In CAR-T therapy, cytokine storm is common and if the patient survives that, the prognosis is good. The question is how much research has been done to see if cytokine storm in the majority of the coronavirus patients is present, and what is the real effect of the cytokines store? (effective vs ineffective) If it is ineffective, how to re-direct the immune system to mount the right reaction is the real question.

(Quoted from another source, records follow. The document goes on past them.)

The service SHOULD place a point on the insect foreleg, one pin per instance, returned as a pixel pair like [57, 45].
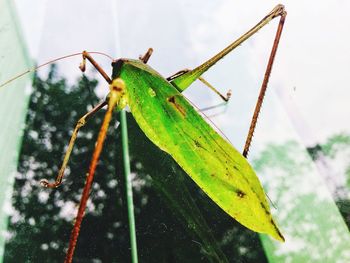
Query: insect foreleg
[79, 124]
[117, 89]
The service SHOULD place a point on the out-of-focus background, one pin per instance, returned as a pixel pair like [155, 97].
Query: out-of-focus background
[300, 148]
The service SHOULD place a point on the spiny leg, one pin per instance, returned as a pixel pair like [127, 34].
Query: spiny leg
[80, 123]
[206, 83]
[117, 88]
[264, 85]
[183, 81]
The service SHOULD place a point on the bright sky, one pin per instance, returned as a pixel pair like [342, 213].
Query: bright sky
[308, 93]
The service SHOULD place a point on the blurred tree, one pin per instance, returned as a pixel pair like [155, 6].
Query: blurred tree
[170, 225]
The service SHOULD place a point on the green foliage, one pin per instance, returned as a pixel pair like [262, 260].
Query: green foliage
[175, 221]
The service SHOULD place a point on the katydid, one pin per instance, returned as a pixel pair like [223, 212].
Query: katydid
[172, 124]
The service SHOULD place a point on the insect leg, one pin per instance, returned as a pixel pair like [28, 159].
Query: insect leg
[80, 123]
[115, 94]
[264, 86]
[146, 56]
[183, 81]
[206, 83]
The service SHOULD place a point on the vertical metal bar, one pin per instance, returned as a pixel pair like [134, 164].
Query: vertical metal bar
[129, 197]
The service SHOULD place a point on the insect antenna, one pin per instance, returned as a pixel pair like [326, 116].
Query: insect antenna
[50, 62]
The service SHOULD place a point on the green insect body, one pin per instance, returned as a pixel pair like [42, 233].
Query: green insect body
[171, 123]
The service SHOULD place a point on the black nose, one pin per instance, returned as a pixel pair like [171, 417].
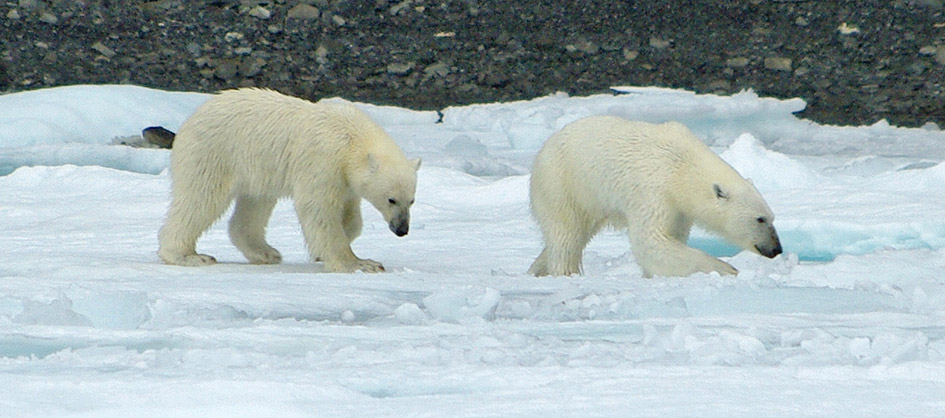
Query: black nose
[769, 252]
[400, 230]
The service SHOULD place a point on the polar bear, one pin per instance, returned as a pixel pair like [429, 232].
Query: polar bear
[654, 180]
[256, 146]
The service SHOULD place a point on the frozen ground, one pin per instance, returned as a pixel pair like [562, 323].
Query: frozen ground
[850, 322]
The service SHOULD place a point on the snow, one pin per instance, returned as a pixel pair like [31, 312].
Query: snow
[849, 322]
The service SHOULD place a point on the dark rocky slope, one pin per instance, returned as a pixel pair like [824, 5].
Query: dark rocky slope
[854, 61]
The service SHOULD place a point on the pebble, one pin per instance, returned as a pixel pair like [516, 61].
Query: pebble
[303, 12]
[400, 68]
[260, 13]
[778, 63]
[737, 62]
[104, 50]
[659, 43]
[49, 18]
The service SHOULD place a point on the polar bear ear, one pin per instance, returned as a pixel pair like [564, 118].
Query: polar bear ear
[719, 193]
[373, 163]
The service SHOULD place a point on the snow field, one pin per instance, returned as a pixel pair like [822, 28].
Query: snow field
[849, 322]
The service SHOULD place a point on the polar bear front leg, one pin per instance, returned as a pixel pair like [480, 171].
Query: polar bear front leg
[195, 205]
[671, 258]
[248, 229]
[327, 239]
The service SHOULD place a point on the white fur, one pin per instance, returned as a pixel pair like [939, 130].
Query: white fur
[256, 146]
[654, 180]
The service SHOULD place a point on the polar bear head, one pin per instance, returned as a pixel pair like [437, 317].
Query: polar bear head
[389, 184]
[740, 215]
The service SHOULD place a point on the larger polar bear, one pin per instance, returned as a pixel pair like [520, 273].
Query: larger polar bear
[256, 146]
[654, 180]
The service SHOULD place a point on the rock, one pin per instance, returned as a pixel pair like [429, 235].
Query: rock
[630, 54]
[778, 64]
[28, 4]
[720, 86]
[260, 13]
[845, 29]
[233, 37]
[583, 47]
[659, 43]
[438, 69]
[737, 62]
[303, 11]
[400, 68]
[158, 136]
[104, 50]
[49, 18]
[226, 70]
[251, 66]
[321, 55]
[159, 7]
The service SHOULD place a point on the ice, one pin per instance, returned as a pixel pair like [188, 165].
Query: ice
[848, 322]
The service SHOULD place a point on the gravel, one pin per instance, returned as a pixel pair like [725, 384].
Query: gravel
[854, 62]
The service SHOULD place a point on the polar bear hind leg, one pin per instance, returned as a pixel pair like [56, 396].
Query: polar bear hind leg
[248, 229]
[194, 208]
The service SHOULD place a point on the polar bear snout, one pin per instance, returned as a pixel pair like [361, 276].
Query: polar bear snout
[400, 230]
[770, 249]
[400, 225]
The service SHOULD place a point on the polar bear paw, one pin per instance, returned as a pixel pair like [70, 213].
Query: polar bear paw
[267, 255]
[190, 260]
[360, 264]
[369, 266]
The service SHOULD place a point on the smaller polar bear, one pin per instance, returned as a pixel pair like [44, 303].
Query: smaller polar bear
[654, 180]
[256, 146]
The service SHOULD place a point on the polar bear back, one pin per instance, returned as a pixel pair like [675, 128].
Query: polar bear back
[253, 133]
[609, 164]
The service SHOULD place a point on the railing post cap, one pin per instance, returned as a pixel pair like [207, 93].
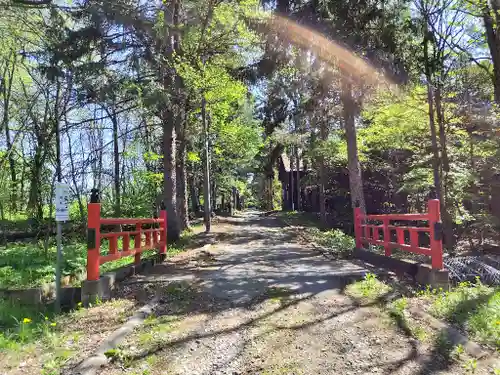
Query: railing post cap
[94, 196]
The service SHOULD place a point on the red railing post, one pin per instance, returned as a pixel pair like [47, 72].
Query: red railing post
[93, 240]
[357, 227]
[435, 226]
[387, 239]
[138, 243]
[162, 247]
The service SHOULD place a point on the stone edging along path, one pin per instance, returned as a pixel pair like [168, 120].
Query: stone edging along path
[454, 336]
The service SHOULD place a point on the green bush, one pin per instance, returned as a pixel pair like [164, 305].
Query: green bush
[474, 307]
[369, 288]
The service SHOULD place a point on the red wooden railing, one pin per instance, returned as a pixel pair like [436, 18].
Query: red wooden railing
[370, 228]
[154, 238]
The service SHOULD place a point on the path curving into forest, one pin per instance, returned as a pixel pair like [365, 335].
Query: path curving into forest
[258, 301]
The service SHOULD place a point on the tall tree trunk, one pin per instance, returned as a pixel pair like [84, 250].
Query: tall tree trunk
[6, 81]
[297, 179]
[292, 187]
[491, 19]
[355, 178]
[168, 113]
[182, 196]
[116, 163]
[195, 202]
[323, 133]
[446, 202]
[206, 165]
[81, 208]
[436, 161]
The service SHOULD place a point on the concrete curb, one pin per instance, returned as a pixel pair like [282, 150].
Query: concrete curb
[93, 363]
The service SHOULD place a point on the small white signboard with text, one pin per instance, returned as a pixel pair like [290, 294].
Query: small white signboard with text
[62, 202]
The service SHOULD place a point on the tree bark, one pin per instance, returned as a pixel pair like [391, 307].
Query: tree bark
[6, 89]
[206, 166]
[436, 161]
[182, 196]
[323, 133]
[297, 179]
[116, 164]
[355, 178]
[445, 199]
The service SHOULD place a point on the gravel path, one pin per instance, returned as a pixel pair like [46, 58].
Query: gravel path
[259, 302]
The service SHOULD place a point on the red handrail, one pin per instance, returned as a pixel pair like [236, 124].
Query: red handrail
[155, 238]
[367, 233]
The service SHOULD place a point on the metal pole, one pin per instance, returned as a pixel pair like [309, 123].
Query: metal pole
[58, 267]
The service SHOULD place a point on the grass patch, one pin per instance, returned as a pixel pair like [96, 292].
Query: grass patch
[397, 312]
[474, 307]
[44, 342]
[335, 241]
[370, 288]
[27, 265]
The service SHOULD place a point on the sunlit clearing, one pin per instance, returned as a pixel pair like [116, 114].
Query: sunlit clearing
[340, 59]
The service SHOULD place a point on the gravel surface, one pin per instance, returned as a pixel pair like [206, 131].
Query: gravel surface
[256, 301]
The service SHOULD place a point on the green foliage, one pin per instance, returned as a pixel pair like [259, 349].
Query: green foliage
[336, 241]
[369, 288]
[25, 265]
[397, 122]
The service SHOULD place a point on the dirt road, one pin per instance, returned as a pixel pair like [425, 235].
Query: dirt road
[260, 302]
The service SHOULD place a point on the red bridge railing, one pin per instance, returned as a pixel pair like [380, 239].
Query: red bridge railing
[381, 230]
[143, 239]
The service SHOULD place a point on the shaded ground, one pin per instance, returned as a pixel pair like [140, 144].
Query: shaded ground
[259, 302]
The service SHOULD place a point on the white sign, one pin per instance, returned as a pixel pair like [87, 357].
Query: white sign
[62, 202]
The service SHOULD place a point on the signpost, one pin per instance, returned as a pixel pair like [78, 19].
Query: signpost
[62, 214]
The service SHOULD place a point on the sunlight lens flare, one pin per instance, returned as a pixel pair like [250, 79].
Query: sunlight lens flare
[340, 59]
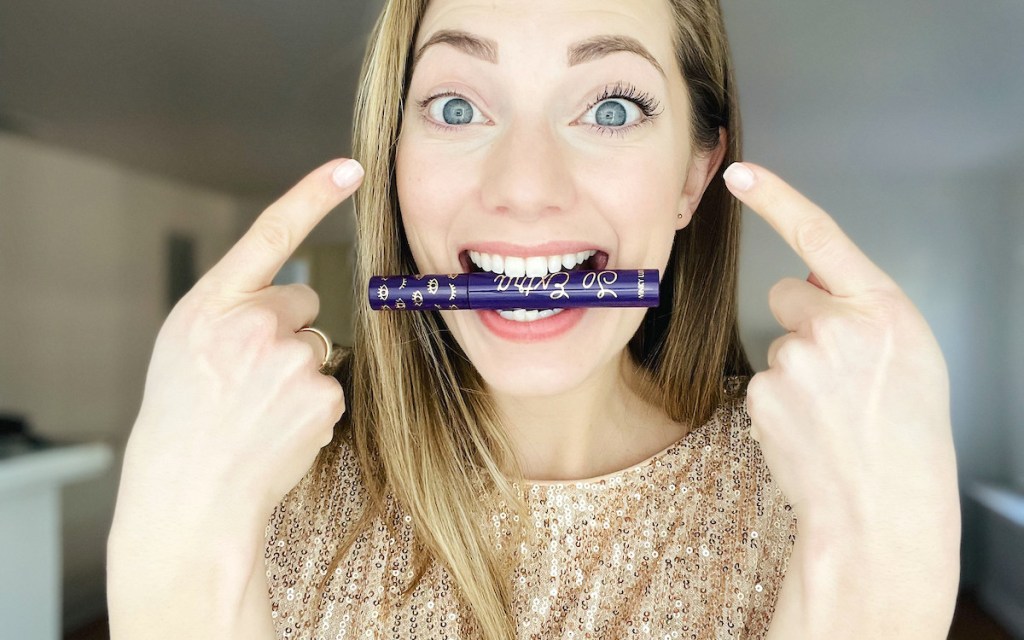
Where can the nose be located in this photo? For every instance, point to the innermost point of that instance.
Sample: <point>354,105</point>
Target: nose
<point>526,173</point>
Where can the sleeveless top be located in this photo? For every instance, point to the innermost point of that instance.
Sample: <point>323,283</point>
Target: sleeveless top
<point>691,543</point>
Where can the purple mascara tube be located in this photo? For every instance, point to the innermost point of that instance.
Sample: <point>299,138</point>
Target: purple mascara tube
<point>636,288</point>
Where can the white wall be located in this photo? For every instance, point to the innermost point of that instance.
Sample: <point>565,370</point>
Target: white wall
<point>949,240</point>
<point>82,278</point>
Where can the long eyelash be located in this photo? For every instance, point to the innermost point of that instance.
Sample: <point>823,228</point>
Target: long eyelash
<point>425,102</point>
<point>648,105</point>
<point>430,98</point>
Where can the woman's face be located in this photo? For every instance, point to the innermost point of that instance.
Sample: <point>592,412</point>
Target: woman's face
<point>535,130</point>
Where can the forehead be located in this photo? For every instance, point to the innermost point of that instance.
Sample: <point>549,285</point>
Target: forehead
<point>554,23</point>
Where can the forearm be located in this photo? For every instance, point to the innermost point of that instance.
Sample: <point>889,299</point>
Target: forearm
<point>841,584</point>
<point>180,558</point>
<point>157,589</point>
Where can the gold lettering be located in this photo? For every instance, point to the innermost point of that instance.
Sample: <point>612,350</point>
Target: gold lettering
<point>601,279</point>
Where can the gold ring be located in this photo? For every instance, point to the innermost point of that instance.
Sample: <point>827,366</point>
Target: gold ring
<point>327,344</point>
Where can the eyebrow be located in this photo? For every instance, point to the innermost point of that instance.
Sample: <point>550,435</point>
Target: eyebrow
<point>579,52</point>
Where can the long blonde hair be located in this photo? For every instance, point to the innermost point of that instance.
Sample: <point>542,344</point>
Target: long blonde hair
<point>426,435</point>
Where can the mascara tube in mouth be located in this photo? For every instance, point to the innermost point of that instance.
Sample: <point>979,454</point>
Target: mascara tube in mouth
<point>609,288</point>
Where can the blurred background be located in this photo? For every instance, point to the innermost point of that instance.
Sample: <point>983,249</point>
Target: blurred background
<point>139,138</point>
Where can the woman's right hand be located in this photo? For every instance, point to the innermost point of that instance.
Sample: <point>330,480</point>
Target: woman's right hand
<point>235,409</point>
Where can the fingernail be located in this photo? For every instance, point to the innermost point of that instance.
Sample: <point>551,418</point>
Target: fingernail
<point>347,173</point>
<point>738,176</point>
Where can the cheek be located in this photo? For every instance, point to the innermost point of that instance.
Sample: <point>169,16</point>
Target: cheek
<point>429,193</point>
<point>638,190</point>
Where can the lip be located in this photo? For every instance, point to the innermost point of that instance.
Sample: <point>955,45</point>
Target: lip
<point>523,251</point>
<point>538,331</point>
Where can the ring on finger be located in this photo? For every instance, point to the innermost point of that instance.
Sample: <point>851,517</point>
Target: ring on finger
<point>327,344</point>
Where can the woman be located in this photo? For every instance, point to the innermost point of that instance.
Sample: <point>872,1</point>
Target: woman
<point>587,474</point>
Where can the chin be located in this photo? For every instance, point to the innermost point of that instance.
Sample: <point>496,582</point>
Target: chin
<point>536,379</point>
<point>546,368</point>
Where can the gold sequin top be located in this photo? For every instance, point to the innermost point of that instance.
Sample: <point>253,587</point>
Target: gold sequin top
<point>691,543</point>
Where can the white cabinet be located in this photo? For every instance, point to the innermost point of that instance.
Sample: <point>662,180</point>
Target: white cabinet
<point>30,535</point>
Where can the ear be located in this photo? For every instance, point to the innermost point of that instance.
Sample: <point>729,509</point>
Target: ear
<point>702,169</point>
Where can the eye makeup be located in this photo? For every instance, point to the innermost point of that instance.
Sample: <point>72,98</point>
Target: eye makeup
<point>647,104</point>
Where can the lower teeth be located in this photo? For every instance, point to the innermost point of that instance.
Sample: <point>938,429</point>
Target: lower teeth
<point>522,315</point>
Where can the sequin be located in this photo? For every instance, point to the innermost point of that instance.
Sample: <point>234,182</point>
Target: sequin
<point>692,543</point>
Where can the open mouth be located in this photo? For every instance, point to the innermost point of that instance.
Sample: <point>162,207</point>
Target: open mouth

研究团队在论文中写道: “ 2019冠状病毒病 病理特征与严重急性呼吸综合征(SARS)、中东呼吸综合征(MERS)的冠状病毒感染非常相似。 ”具体而言,研究人员认为 X 线片显示患者肺炎进展迅速,左肺和右肺之间存在一些差异。此外,肝组织显示中度微血管脂肪变性和轻度小叶活动,但没有确凿的证据支持新冠病毒感染或药物性肝损伤是病因。心脏组织未见明显组织学改变,提示新冠病毒感染可能不会直接损害心脏。虽然不推荐常规使用皮质类固醇治疗新冠肺炎,但研究组根据对肺水肿和肺透明膜形成的病理诊断,重症患者应考虑及时、适当地使用皮质类固醇和呼吸机支持,以防止 ARDS 的发生。 同时,淋巴细胞减少是 COVID-19 患者的常见特征,这很可能与疾病严重程度和死亡率有关。
There is no real pathology report in this link. They only did the autopsy, everything is gross (sample collection). It is impossible to draw a conclusion of 过度炎症反应 only upon gross examination.
上压制免疫系统的药,象以前sars 那样,但很多后遗症,极大降低生活质量。
所以要搞清这个是不是炎症风暴致死的很重要。
Where is your link?
是上激素不是抗生素吧?
激素作用就是抑制免疫细胞产生细胞因子,如果激素有作用,能救活重症病人,就说明抑制免疫是对的。如果激活免疫,就会产生更多细胞因子,加重cytokine storm
I saw it in wechat
Mucinex是化痰吗?另外EmergenC VC tablet 有用吗?多吃水果蔬菜补充VC不行吗?
Mucinex是化痰吗 (yes) ?另外EmergenC VC tablet 有用吗 (yes)?多吃水果蔬菜补充VC不行吗 (probably not enough)?
I am just sharing my thoughts (based on my background and experience) here. I dialed in one of the state department of health meeting regarding the coronavirus, and in the Q&A sections, I raised my concerns of not testing candidates without travel or close contact history, and no one responded to me. Although they responded to people before and after me (it is all typing). I don't really have any channel to voice my suggestions right now. CDC is a department full of politics. If it eventually come to the hospital that I work at, I could provide some suggestions to some of the clinicians who are treating the patients with coronavirus locally. That is all what I could do.
Your post is the most serious discussion here, almost par academic level. I can’t judge the full meaning of it, but will try to get someone’s attention. I am curious, do you see any reference in the literature?